You very obviously have to reveal your identity to some party or other, otherwise 12 year olds wont be excluded.


Let me expand on this because Digital Identity proponents tend to try and oversimplify everything and then act surprised when their favorite cryptos implode.

There are 2 situations.

1. Everyone who wants to access restricted content needs to access a government or corporate tool to generate their wallet or keys or whatever you want to call it.

2. Everyone in the jurisdiction is required to sign up for the tool.

1. Is effectively putting yourself on a list for future fascist governments to purge.

2. Is an onerous burden on the entire population. We had enough issues with Digital TV.


Government already has all information about you, they put on your passport when they print it for you. Zero knowledge proofs allow you to generate attestation about some facts (ie that you are above 21 years) where 3rd party can verify it, where proof itself doesn’t reveal your identity or any other information - just the fact that you’re passing this check is revealed.


Yes and you can consider the passport office a list of everyone who wants to travel overseas.

Ditto, if you apply for internet porn license, you will be on a list of internet porn enthusiasts. Its non trivial information that its largely in your best interest not to provide the government.

Again this all happens before your zero knowledge check.


There is no porn enthusiasts list.

To access your fav porn site, you provide claim that you're above 21 that porn site is able to verify.

There is no link revealed between your identity and porn. There are no lists.

Zero-knowledge focuses precisely around this fact of not revealing extra information.


Do you think the NSA would balk at that challenge?

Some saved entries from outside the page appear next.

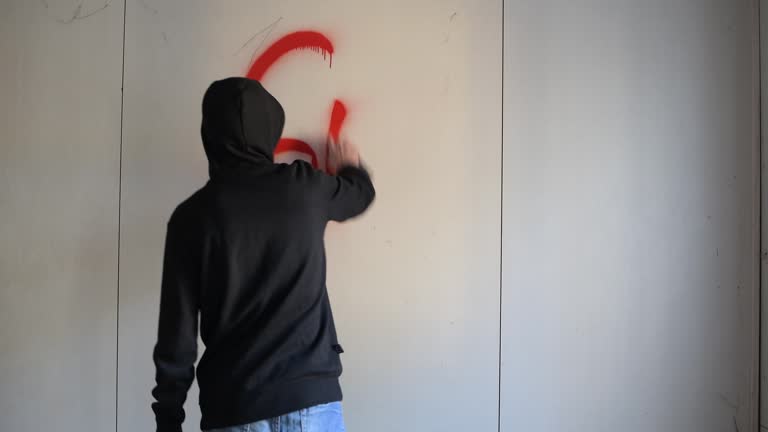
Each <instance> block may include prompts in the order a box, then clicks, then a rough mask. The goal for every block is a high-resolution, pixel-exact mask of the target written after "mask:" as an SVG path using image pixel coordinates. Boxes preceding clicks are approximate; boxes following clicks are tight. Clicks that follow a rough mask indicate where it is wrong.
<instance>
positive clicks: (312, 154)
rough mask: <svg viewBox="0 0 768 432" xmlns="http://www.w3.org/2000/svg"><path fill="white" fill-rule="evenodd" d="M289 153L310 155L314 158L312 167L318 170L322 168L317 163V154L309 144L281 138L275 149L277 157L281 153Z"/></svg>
mask: <svg viewBox="0 0 768 432" xmlns="http://www.w3.org/2000/svg"><path fill="white" fill-rule="evenodd" d="M287 152H298V153H304V154H306V155H309V157H310V158H312V166H313V167H315V168H317V169H319V168H320V163H319V162H318V161H317V154H316V153H315V151H314V150H313V149H312V147H310V146H309V144H307V143H305V142H304V141H302V140H297V139H294V138H280V141H278V143H277V147H275V156H277V155H279V154H280V153H287Z"/></svg>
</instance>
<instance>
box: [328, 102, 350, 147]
mask: <svg viewBox="0 0 768 432" xmlns="http://www.w3.org/2000/svg"><path fill="white" fill-rule="evenodd" d="M346 118H347V107H346V106H345V105H344V103H343V102H342V101H340V100H338V99H336V100H334V101H333V109H332V110H331V124H330V125H329V127H328V136H329V137H331V138H333V139H334V140H338V139H339V134H340V133H341V126H342V125H343V124H344V119H346Z"/></svg>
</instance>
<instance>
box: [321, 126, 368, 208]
mask: <svg viewBox="0 0 768 432" xmlns="http://www.w3.org/2000/svg"><path fill="white" fill-rule="evenodd" d="M328 166H329V168H330V171H331V175H330V176H326V177H325V178H324V182H323V183H324V184H323V189H324V190H323V193H324V194H325V196H326V197H327V199H328V218H329V219H330V220H333V221H337V222H341V221H344V220H347V219H349V218H353V217H355V216H358V215H360V214H361V213H363V212H364V211H365V210H366V209H367V208H368V206H370V205H371V203H372V202H373V200H374V198H375V197H376V189H375V188H374V187H373V182H372V181H371V177H370V174H369V173H368V171H367V170H366V169H365V168H364V167H363V165H362V162H361V161H360V153H359V152H358V150H357V147H355V146H354V145H353V144H351V143H350V142H349V141H347V140H340V141H334V140H331V141H330V142H329V143H328Z"/></svg>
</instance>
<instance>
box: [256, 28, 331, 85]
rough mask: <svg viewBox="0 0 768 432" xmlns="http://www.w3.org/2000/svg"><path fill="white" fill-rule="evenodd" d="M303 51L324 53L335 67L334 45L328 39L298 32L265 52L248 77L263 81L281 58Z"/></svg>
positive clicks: (318, 34)
mask: <svg viewBox="0 0 768 432" xmlns="http://www.w3.org/2000/svg"><path fill="white" fill-rule="evenodd" d="M303 49H310V50H312V51H314V52H317V53H323V58H325V55H326V54H327V55H328V56H329V57H330V59H331V60H330V61H331V65H333V44H332V43H331V41H330V40H328V38H327V37H325V36H324V35H323V34H322V33H318V32H315V31H298V32H294V33H290V34H287V35H285V36H283V37H282V38H280V39H278V40H277V41H275V43H273V44H272V45H270V46H269V48H267V49H266V50H264V52H263V53H261V55H260V56H259V57H258V58H257V59H256V61H254V62H253V64H252V65H251V68H250V70H248V74H247V75H246V76H247V77H248V78H251V79H255V80H259V81H261V80H262V79H263V78H264V75H265V74H266V73H267V70H269V68H270V67H272V65H273V64H275V63H276V62H277V61H278V60H280V58H281V57H283V56H284V55H286V54H288V53H289V52H291V51H294V50H303Z"/></svg>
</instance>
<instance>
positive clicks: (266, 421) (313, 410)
mask: <svg viewBox="0 0 768 432" xmlns="http://www.w3.org/2000/svg"><path fill="white" fill-rule="evenodd" d="M345 431H346V429H345V428H344V416H343V414H342V412H341V402H332V403H329V404H323V405H316V406H313V407H310V408H306V409H303V410H299V411H294V412H292V413H290V414H286V415H282V416H280V417H275V418H272V419H269V420H261V421H257V422H256V423H250V424H245V425H240V426H232V427H226V428H221V429H211V430H209V431H207V432H345Z"/></svg>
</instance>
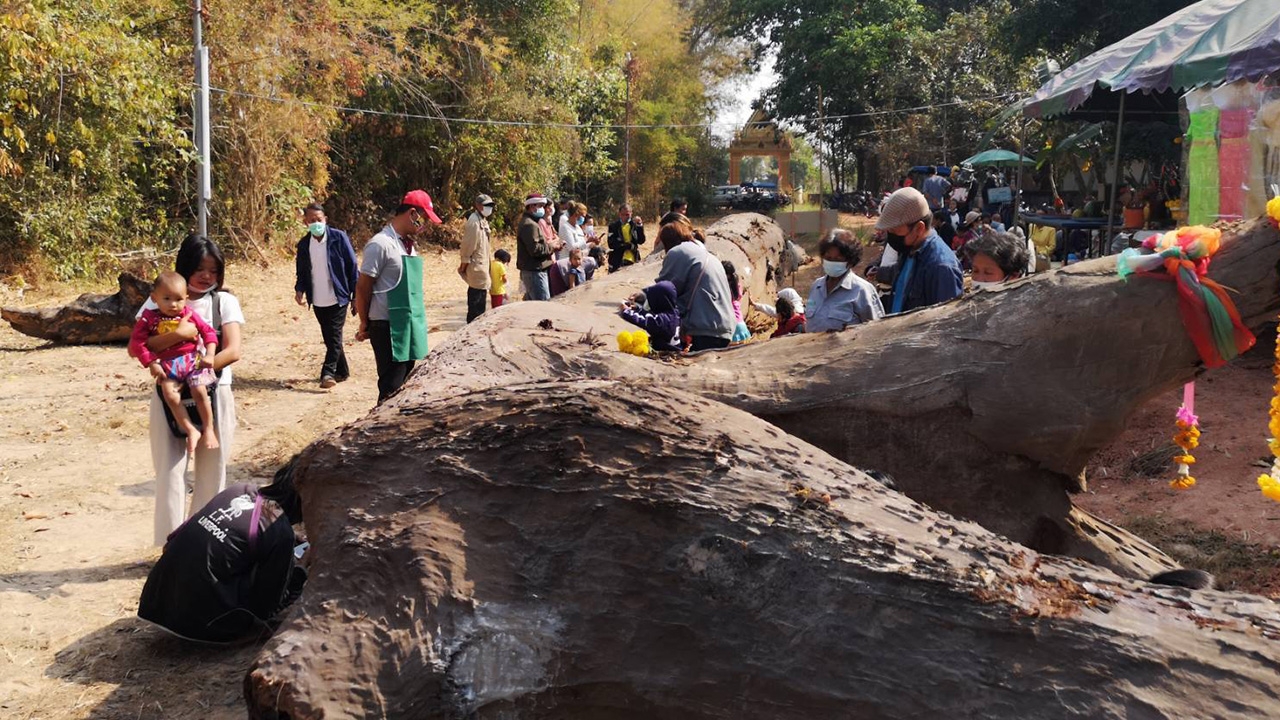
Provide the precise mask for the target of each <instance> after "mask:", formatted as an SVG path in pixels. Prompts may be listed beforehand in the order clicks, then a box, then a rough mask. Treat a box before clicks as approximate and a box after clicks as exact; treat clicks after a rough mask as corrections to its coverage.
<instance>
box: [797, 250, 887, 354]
mask: <svg viewBox="0 0 1280 720" xmlns="http://www.w3.org/2000/svg"><path fill="white" fill-rule="evenodd" d="M818 255H819V256H820V258H822V272H823V275H822V277H820V278H818V279H815V281H813V286H812V287H810V288H809V302H806V304H805V332H810V333H822V332H828V331H842V329H845V328H847V327H849V325H856V324H859V323H869V322H872V320H878V319H881V318H883V316H884V306H883V305H881V300H879V295H878V293H877V292H876V286H873V284H872V283H870V282H868V281H867V279H863V278H860V277H859V275H858V273H855V272H854V266H856V265H858V264H859V263H861V260H863V246H861V243H860V242H858V238H856V237H854V233H851V232H849V231H846V229H844V228H836V229H833V231H831V232H829V233H827V237H826V238H823V241H822V242H819V243H818Z"/></svg>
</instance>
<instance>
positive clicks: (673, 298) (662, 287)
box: [618, 281, 681, 352]
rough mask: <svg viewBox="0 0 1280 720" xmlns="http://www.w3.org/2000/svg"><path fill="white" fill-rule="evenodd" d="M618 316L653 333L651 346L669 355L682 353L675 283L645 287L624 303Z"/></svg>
mask: <svg viewBox="0 0 1280 720" xmlns="http://www.w3.org/2000/svg"><path fill="white" fill-rule="evenodd" d="M618 314H620V315H622V319H623V320H626V322H628V323H631V324H632V325H639V327H641V328H644V329H645V332H648V333H649V347H652V348H654V350H659V351H669V352H678V351H680V350H681V347H680V346H681V342H680V315H678V314H677V313H676V286H675V284H672V283H669V282H667V281H662V282H658V283H654V284H652V286H649V287H646V288H644V290H643V291H641V292H637V293H635V296H632V297H631V299H630V300H627V301H626V302H623V304H622V307H621V309H618Z"/></svg>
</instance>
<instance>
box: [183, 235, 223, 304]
mask: <svg viewBox="0 0 1280 720" xmlns="http://www.w3.org/2000/svg"><path fill="white" fill-rule="evenodd" d="M205 258H212V259H214V260H215V261H216V263H218V290H227V288H225V287H224V286H225V284H227V283H225V282H224V272H225V270H227V261H225V260H224V259H223V251H221V250H218V246H216V245H214V241H211V240H209V238H207V237H205V236H202V234H198V233H191V234H188V236H187V240H183V241H182V246H180V247H178V258H177V259H175V260H174V261H173V269H174V270H175V272H177V273H178V274H179V275H182V277H183V278H184V279H187V281H188V282H189V281H191V275H193V274H196V270H198V269H200V264H201V263H204V261H205Z"/></svg>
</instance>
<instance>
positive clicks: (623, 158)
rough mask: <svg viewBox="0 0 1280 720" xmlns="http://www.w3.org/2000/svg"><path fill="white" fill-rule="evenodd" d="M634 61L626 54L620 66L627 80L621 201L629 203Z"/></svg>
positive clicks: (633, 56) (635, 71)
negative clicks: (631, 103)
mask: <svg viewBox="0 0 1280 720" xmlns="http://www.w3.org/2000/svg"><path fill="white" fill-rule="evenodd" d="M635 72H636V59H635V56H634V55H631V53H627V60H626V64H625V65H622V74H623V76H626V78H627V105H626V111H625V113H626V119H625V120H623V122H622V123H623V138H622V147H623V160H622V201H623V202H631V79H632V78H634V77H635Z"/></svg>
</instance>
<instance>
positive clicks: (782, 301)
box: [769, 297, 805, 338]
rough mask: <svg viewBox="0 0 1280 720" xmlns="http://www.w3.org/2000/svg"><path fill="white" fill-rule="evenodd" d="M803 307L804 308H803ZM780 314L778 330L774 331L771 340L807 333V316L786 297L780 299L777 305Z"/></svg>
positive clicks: (802, 309)
mask: <svg viewBox="0 0 1280 720" xmlns="http://www.w3.org/2000/svg"><path fill="white" fill-rule="evenodd" d="M801 307H803V306H801ZM777 313H778V328H777V329H776V331H773V334H771V336H769V337H771V338H774V337H782V336H788V334H801V333H804V332H805V316H804V310H803V309H801V310H799V311H797V310H796V309H795V307H794V306H792V305H791V301H790V300H787V299H786V297H780V299H778V304H777Z"/></svg>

It doesn't have to be based on crypto designed by NSA, does it?


Design is far from the only threat vector. Any implementation that is less than perfect is prone to all kinds of attacks. A few years ago, there was a report that the NSA could decrypt a double-digit percentage of encrypted web traffic thanks to a larger-than-expected bag of factored primes they keep handy.


Great story, are you claiming that NSA can infer from zero-knowledge proofs inputs, maybe map cryptographic hashes to plain input text or something of that nature?

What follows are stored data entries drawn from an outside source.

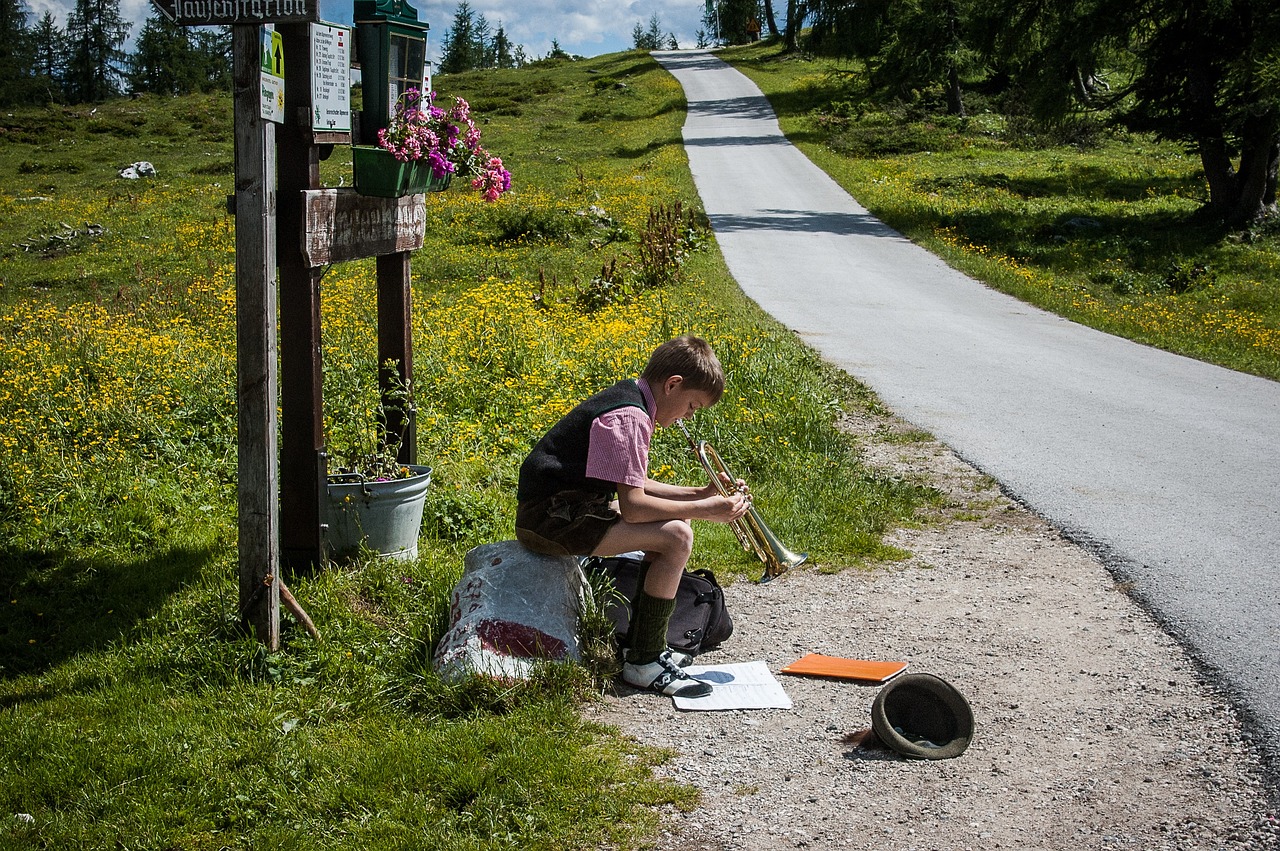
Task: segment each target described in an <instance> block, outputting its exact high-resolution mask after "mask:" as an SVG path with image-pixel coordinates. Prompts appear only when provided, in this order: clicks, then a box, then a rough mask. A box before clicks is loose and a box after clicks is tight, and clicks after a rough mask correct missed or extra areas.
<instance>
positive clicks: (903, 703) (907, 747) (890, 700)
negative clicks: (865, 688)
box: [872, 673, 973, 759]
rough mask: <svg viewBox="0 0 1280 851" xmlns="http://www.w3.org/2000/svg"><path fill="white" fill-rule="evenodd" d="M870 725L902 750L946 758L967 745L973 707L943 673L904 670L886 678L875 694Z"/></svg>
mask: <svg viewBox="0 0 1280 851" xmlns="http://www.w3.org/2000/svg"><path fill="white" fill-rule="evenodd" d="M872 729H874V731H876V736H877V737H878V738H879V740H881V741H882V742H884V744H886V745H888V746H890V747H892V749H893V750H896V751H897V752H899V754H902V755H905V756H914V758H916V759H950V758H952V756H959V755H960V754H963V752H964V751H965V749H966V747H969V741H970V740H972V738H973V710H972V709H969V701H968V700H965V699H964V695H961V694H960V692H959V691H956V690H955V687H952V686H951V685H950V683H948V682H946V681H945V680H942V677H936V676H933V674H932V673H906V674H901V676H899V677H895V678H893V680H890V681H888V685H886V686H884V687H883V688H881V691H879V694H878V695H876V701H874V703H873V704H872Z"/></svg>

No, but I bet a dollar that NSA isn't just going to collectively fold hands and say "These schemes and implementations are too good and too secure for us to break. We'll ignore the meta data, network analysis, side channels and our data centers that can store 2 days worth of internet traffic; we'll give up and focus on defensive security only"


Your argument applies equally to any initiative ever made by humans that mentions "internet". Yet it appears quite few things exist on the "internet". We do have cryptography with good guarantees available.


My argument is not that those things don't exist - its just that to my knowledge, I never heard of any real-life implementation that's guaranteed to be NSA-proof[1] - you're welcome to offer a counterexample.

1. Your fancy encryption scheme is pointless if your plaintext can be acquired at either endpoints, of if a bug in the implementation leaks data. The security of the whole matters a lot more than the individual parts as attackers go for the weakest link.


You're not transmitting sensitive information in the first place.